Extracts from Campos-Arceiz and Stephen Blake’s interview:
"In our paper we show that African forest elephants are the ultimate seed dispersers—they disperse vast numbers of seeds of a high diversity of plants in a very effective way Asian and African savanna elephants also disperse many seeds but seem to be less frugivorous [i.e. fruit-eating]," Ahimsa Campos-Arceiz, co-author of a recent paper on African and Asian elephant seed dispersal in Acta Oecologica, told mongabay.com in an interview. Stephen Blake, the study's other co-author, says that the behavior of different elephant species, in this context, has more to do with habitat than species' preference.
"African savannah elephants don’t disperse many seeds usually, but stick them in the Kibale forest in Uganda where fruit is accessible, and they become formidable seed dispersers," Blake explains, "no large-bodied generalist feeding mammal is going to refuse a good fruit feed if it is available."
Blake and Campos-Arceiz highlight in their study some plant species likely depend entirely on elephants for their dispersal, much as some orchids depend wholly on a single insect pollinator for propagation.
"The best documented case is the relationship of Balanites wilsoniana and savanna elephants in Uganda. Several studies have found that elephants consume and disperse lots of Balanites seeds, that no other animal disperses these seeds," explains Campos-Arceiz.
However, Blake adds that the "cumulative impact of elephant dispersal" is more important than their connection to one species: "a few trees declining because elephant disappear is of course detrimental, but Balanites going extinct will be unlikely to have massive impact on the forest ecosystem. However, elephants going extinct means that the competitive balance of many many species, arguably over 100 in central Africa will be tipped in favor of species poor abiotically [i.e. non-biologically, such as wind] dispersed species. That is the key point from an ecological perspective."
Despite their ecological importance, elephants in Asia and Africa are threatened. While some populations of savannah elephants in Africa are stable, Blake says Africa's forest elephants—the world's biggest frugivores—are in "steep decline due to poaching ".
Asian elephants face pressures from poaching in addition to human-elephant conflict and habitat loss.

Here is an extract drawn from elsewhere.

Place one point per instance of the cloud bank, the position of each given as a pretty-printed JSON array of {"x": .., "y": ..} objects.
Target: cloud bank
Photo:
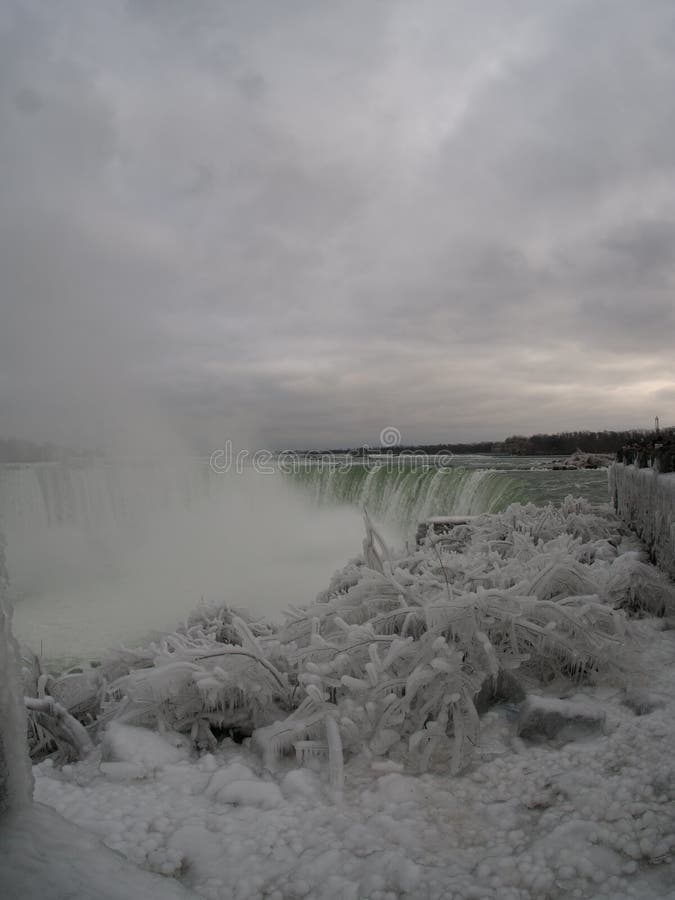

"Asian elephants are rapidly declining and now they exist mainly in small and fragmented populations. Asian elephants have lost most—probably over 95%—of their range in historical ranges. […] Nowadays, one out of three Asian elephants is a captive animal," explains Campos-Arceiz, who says that priority in Asian elephant conservation is dealing with rising human-elephant conflict.
In central Africa, Blake says the economic, education, and social situation has become so poor that if forest elephants are to survive drastic measures may be needed.
"I am afraid a very un-politically correct fortress mentality needs to be imposed inside national parks until there is a new world order for valuation of natural resources…there simply isn’t the financial incentive or other benefits to get local communities interested in conserving elephants […] but how to do this with ever decreasing funds and ever increasing external threats getting closer to park borders every day is the challenge," Blake says,adding that "land use planning that respects the needs of wide ranging species like elephants, strong law enforcement, and socio-economic, political and environmental stability are among potential solutions, but Central Africa (just like the rest of the world for that matter) is a long way from these things."
Blake believes that the plight of the seed-dispersing elephant is in some ways emblematic of the globe's wider conservation, environmental, consumption and even philosophical problems.
"We need to generate some higher ideal in the general public beyond the next car and big house life goal…we need to make people think of the connection between their buying a cheap product and the reasons why it is cheap," says Blake. "Elephants are simply one more natural resource that is being caught up in human greed on the one hand and human need on the other. We somehow need people to become reacquainted with nature, or they can have no clue as the interrelatedness of cause and effect. This philosophical change will be way too late for elephants if it ever comes, and with 9 billion people estimated to be here soon, the tsunami is just going to sweep over the last great wilderness areas and take their natural resources with it, elephants and all."
And if Blake is right and elephants disappear for good from the forests they once dominated?
"Overall, we can expect a loss of biodiversity and a simplification of forest structure and function," Campos-Arceiz explains succinctly.
And so, the gardener has abandoned their plot leaving it to an expanding monoculture of weeds.